A: I met a lot of people easily and readily when I came, but making friends did take me longer and these do tend to be women in similar circumstances – expats here due to work or marriage, with children. I joined an international women's group when I arrived and that helped with building my social and support network here.
About working in the Netherlands
Q: Did you have a problem getting a work visa/permit?
A: No. I'm an EU citizen so have the right to work and stay.
Q: What’s the economic climate like in the city, is there plenty of work?
A: Amersfoort is a wealthy environment and work seems to be available, although there has been some evidence of recession in the newspaper reporting in the past year. However, I can't say I've seen a big impact in the city on a daily basis.
Q: How does the work culture differ from home?
A: I don't work in an organisation here so can't comment. My partner found the need for meetings after meetings and consensus rather than active decision making irritating initially but now is used to it. His other surprise was that work and home are very separate. The Dutch leave on time to go home to do their hobbies and be with family they don't wait around to pop to the pub or socialise as is done in the UK and you are rarely invited to a colleague's home.
Q: Did a relocation company help you with your move?
A: Yes and thankfully we had that support.
Family and children
Q: Did your spouse or partner have problems adjusting to their new home?
A: No, he had the pleasure of going to work where everything was familiar to him. Our son was 14 months old so took it all in his stride. For me, the biggest problems I had as the non-working/trailing spouse were loneliness, single parenting without a break (no childcare, no family/friends whilst he travelled with work) and not knowing where things were or what products were in the shops.
Q: Did your children settle in easily?
A: Yes, he was very young.
Q: What are the schools like, any particular suggestions?
A: My son is at an international school in Hilversum – it formerly was a department of a dutch school so still is under the education system of the Netherlands, although the programme is based on the Primary Years Programme of the International Bacculaureate (IBO) and taught in English. I'm still not sure if the daily commute to learn in his mother tongue, outweighs attending a local dutch school and being able to integrate more, but decisions were made as it was only a temporary assignment.

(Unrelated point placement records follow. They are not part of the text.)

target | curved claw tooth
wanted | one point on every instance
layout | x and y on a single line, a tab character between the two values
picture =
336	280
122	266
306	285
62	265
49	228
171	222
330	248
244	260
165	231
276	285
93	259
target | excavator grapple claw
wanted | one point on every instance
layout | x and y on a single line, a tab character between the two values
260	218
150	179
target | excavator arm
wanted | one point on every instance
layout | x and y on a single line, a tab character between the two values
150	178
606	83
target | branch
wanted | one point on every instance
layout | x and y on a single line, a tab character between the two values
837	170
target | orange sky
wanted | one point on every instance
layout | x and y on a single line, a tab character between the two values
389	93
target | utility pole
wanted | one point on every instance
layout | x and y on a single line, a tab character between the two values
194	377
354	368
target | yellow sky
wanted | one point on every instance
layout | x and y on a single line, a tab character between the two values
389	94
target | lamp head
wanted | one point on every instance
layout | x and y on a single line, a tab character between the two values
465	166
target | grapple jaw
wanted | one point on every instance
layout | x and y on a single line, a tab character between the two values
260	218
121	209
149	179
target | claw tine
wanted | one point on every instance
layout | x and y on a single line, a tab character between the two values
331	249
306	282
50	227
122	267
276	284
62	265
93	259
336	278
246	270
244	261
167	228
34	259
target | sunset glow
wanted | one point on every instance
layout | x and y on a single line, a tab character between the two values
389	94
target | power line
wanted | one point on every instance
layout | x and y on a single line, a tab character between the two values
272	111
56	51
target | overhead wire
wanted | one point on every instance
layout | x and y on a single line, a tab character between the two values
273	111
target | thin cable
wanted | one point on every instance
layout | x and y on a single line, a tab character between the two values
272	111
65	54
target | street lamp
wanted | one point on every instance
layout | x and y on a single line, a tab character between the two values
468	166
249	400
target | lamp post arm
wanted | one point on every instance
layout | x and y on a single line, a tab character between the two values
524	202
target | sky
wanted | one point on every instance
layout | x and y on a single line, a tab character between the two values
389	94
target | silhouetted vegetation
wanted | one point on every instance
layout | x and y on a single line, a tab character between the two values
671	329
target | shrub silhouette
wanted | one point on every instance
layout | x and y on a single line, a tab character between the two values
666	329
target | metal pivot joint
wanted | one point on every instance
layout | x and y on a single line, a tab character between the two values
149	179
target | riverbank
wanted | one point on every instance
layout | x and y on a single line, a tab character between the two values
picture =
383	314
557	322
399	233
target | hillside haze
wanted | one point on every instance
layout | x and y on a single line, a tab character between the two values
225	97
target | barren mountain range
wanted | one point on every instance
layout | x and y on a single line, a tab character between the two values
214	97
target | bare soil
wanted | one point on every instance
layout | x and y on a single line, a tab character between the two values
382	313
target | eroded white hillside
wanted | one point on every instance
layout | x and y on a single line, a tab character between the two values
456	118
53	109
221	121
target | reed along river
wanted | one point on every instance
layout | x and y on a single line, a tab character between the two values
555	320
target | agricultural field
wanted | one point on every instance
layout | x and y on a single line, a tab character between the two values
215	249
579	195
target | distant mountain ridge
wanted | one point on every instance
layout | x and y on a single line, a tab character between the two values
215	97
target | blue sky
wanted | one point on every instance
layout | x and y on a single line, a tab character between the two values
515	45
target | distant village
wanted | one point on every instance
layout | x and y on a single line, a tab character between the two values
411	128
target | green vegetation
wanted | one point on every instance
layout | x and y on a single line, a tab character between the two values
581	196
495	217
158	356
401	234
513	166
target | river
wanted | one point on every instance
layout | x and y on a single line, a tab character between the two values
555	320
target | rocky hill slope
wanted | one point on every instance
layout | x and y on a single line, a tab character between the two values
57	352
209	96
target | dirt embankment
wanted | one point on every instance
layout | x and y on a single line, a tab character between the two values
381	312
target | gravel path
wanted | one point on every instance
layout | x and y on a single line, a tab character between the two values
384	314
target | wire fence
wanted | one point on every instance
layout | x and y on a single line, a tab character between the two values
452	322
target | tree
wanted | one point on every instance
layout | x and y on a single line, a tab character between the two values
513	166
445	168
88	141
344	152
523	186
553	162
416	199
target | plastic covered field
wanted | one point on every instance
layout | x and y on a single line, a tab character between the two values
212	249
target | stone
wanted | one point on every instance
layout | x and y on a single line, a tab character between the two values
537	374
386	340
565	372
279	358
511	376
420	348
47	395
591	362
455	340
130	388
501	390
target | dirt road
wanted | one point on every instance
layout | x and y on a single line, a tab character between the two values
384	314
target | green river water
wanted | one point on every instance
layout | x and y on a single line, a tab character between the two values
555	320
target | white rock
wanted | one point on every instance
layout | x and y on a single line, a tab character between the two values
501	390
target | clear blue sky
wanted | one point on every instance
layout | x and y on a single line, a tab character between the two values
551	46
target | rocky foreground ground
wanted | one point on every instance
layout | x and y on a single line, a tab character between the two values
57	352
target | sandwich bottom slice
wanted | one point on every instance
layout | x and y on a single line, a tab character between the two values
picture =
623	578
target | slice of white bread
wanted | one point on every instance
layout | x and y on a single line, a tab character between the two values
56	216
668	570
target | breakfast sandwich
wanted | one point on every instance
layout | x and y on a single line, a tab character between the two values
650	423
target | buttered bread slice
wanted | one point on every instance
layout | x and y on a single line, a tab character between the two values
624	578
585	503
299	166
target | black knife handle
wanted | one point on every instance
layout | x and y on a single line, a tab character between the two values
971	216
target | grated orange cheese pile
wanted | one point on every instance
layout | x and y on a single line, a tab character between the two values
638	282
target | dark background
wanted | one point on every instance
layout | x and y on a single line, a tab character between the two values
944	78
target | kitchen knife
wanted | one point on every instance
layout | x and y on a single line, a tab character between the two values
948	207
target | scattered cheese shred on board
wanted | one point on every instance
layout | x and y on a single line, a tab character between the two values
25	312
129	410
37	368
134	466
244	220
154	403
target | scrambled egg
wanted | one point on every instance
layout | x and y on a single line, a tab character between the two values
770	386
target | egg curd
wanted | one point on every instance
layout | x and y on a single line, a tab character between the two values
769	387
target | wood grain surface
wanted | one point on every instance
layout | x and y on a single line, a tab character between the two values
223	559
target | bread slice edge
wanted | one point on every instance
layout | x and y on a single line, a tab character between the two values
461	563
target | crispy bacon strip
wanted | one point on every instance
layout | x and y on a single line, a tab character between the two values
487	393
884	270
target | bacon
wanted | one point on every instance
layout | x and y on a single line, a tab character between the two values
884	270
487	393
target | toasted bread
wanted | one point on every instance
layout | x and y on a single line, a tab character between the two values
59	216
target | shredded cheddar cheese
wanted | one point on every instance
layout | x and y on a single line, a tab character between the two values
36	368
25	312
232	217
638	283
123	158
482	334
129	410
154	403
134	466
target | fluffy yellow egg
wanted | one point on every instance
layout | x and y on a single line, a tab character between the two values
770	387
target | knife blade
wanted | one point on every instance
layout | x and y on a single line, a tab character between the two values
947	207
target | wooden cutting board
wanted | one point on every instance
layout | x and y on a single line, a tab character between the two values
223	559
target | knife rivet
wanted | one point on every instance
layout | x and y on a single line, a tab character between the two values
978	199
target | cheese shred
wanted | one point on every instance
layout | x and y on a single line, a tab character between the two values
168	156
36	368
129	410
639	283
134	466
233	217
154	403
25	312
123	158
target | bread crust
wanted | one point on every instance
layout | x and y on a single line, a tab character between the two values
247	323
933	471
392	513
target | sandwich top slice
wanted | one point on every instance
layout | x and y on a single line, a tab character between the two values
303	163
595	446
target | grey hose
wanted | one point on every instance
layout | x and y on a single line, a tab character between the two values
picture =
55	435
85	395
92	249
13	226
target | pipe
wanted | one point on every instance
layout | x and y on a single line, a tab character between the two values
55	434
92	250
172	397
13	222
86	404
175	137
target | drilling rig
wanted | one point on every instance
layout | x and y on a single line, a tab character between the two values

Q: How would you rate the healthcare in the Netherlands?
A: Good but at times unhelpful. You have to insist and be a pain in the bum at times to be given medication or further treatment. The Dutch doctors' approach is that of let the body heal itself.
Q: Is there any other advice you like to offer new expat arrivals?
A: I think most importantly to accept that things are not done like they are at home and you can't change it. Ask questions about when and where and get clarification and names where necessary but it helps to know it will be done their way and not yours.